Abstract
•New models of speech rhythm and auditory knowledge are proposed.•Use both duration and intensity metrics to classify native and non-native accents.•Perform accent classification by logistic regression (LR) and with baseline systems.•LR-based approach provides the best classification of native/non-native Arabic speech.•Combination of auditoryc indicative features and rhythm metrics provides the best classification.

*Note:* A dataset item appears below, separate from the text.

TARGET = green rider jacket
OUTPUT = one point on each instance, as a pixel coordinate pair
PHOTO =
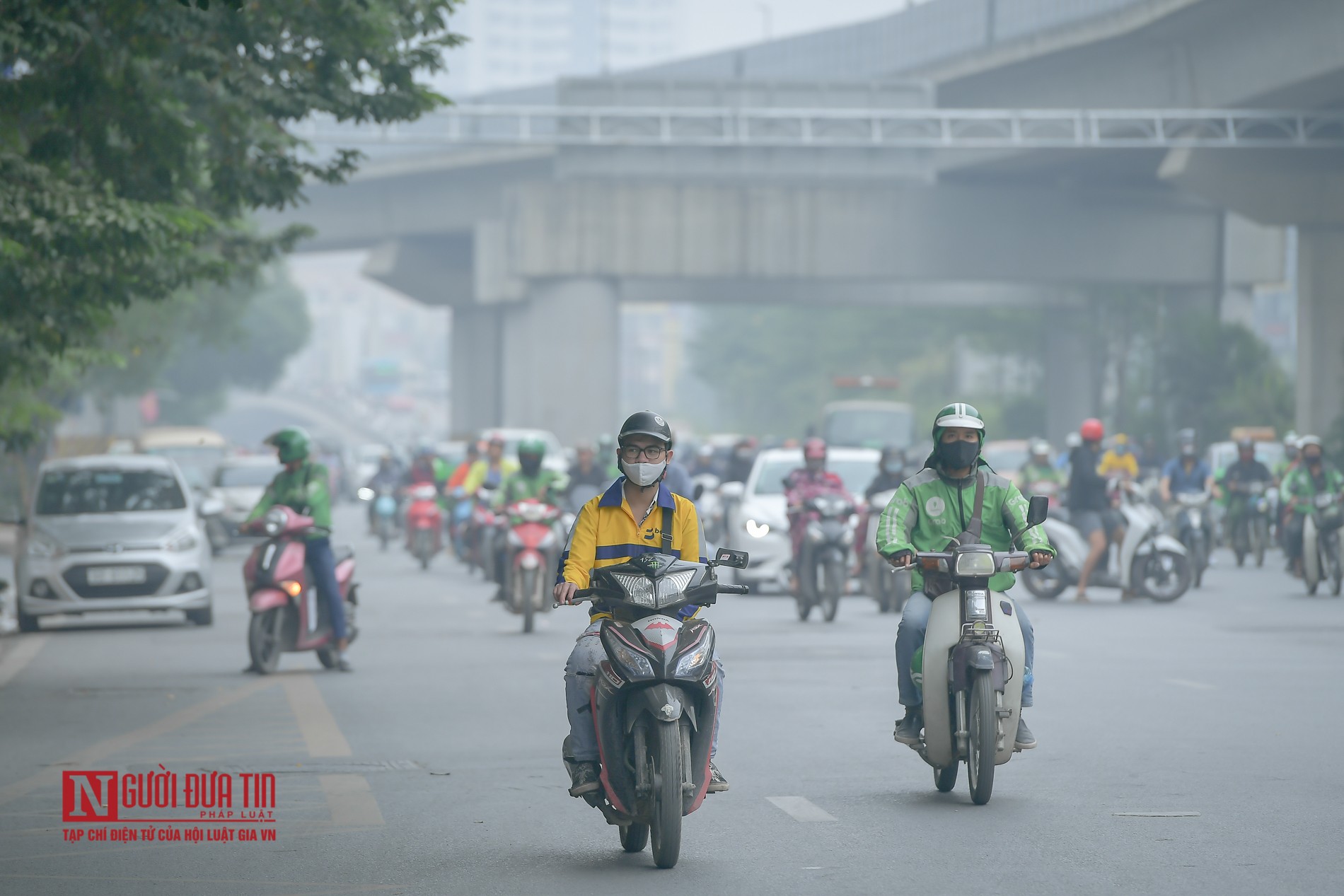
(929, 509)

In recent years, the use of rhythm-based features in speech processing systems has received growing interest. This approach uses a wide array of rhythm metrics that have been developed to capture speech timing differences between and within languages. However, the reliability of rhythm metrics is being increasingly called into question. In this paper, we propose two modifications to this approach. First, we describe a model that is based on auditory cues that simulate the external, middle and inner parts of the ear. We evaluate this model by performing experiments to discriminate between native and non-native Arabic speech. Data are from the West Point Arabic Speech Corpus; testing is done on standard classifiers based on Gaussian Mixture Models (GMMs), Support Vector Machines (SVMs) and a hybrid GMM/SVM. Results show that the auditory-based model consistently outperforms a traditional rhythm-metric approach that includes both duration- and intensity-based metrics. Second, we propose a framework that combines the rhythm metrics and the auditory-based cues in the context of a Logistic Regression (LR) method that can optimize feature combination. Further results show that the proposed LR-based method improves performance over the standard classifiers in the discrimination between the native and non-native Arabic speech.